Amelia Carro Hevia: Effect of Alirocumab on Coronary Plaque After MI
Amelia Carro Hevia, Consultant Cardiologist and Researcher at Corvilud Institut, shared a post on LinkedIn:
“Alirocumab and coronary plaque after myocardial infarction (MI): who really benefits?
Context
After an acute MI, patients remain at increased residual risk despite high intensity statin therapy.
Adding the PCSK9 inhibitor alirocumab on top of statins promotes coronary plaque regression and stabilization in PACMAN‑AMI.
This new substudy asks a clinically relevant question:
Does the effect on plaque regression differ according to the number of atherothrombotic risk enhancers?
Study at a glance
Design: substudy of PACMAN‑AMI, randomized, double‑blind, alirocumab 150 mg q2w vs placebo plus high intensity statin for 52 weeks.
Population: 263 MI patients with serial IVUS in non‑culprit arteries.
Risk stratification: number of ACC/AHA atherothrombotic risk enhancers (prior MI/stroke/PAD, age greater than or equal to 65, FH, revascularization, diabetes, HTN, CKD, smoking, LDL‑C greater than or equal to 100 mg/dL on max statin, HF).
- 0 risk factors (n equals 52)
- 1 risk factor (n equals 101)
- greater than or equal to 2 risk factors (n equals 100)
1ARY endpoint: change in % atheroma volume (PAV) by IVUS from baseline to 52 weeks
Main findings
1.More risk factors more plaque at baseline
Baseline PAV: 39.0% (0 RF) vs 42.6% (1 RF) vs 42.8% (greater than or equal to 2 RF), p equals 0.008
Patients with multiple risk enhancers already have more advanced atheroma
2. Alirocumab plus statin leads to greater plaque regression in low‑to‑intermediate risk
0 risk factors: PAV change
- Alirocumab: −2.66% vs placebo: −1.02%, p equals 0.009.

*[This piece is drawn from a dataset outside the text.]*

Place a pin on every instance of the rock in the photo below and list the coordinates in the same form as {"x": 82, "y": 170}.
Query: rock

1 risk factor: - Alirocumab: −2.36% vs placebo: −0.76%, p less than 0.001
Stronger plaque regression with alirocumab when patients have 0-1 atherothrombotic enhancer.

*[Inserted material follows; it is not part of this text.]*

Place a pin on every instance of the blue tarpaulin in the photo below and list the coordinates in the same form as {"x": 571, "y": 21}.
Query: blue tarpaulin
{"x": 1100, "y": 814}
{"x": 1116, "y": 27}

3. Greater than or equal to 2 risk factors: no significant incremental regression
Greater than or equal to 2 risk factors:
Alirocumab: −1.72% vs placebo: −1.12%, p equals 0.076; p for interaction equals 0.009
In patients with multiple risk enhancers, adding alirocumab did not significantly increase plaque regression vs statin alone
4. Plaque biology/timing matter
Results complement prior PACMAN‑AMI analyses showing that:
- Very low on‑treatment LDL‑C is associated with more regression and fibrous cap thickening.
- Lesions with increased baseline plaque burden & more lipid show more regression and stabilization with alirocumab
- Global atherothrombotic burden seems to attenuate the imaging benefit.
Clinical ‘messages to go’
Alirocumab after MI
Promotes coronary plaque regression, but the biggest IVUS benefit is seen in patients with 0–1 atherothrombotic risk enhancer
Multiple risk enhancers (greater than or equal to2) euals higher plaque burden, but less additional regression with alirocumab vs statins in this 1‑year window
Risk scores vs biology: traditional risk enrichment (more RF equals increased clinical risk) may not mirror plaque‑level responsiveness to PCSK9 inhibition.
Mechanistic data (PACMAN‑AMI, ARCHITECT, ALTAIR) consistently show regression and stabilization with PCSK9 inhibitors, but patient selection and timing could be key
These findings support early, intensive LDL‑C lowering post‑MI, but invite reflection on which patients gain the most plaque‑level benefit and for how long.”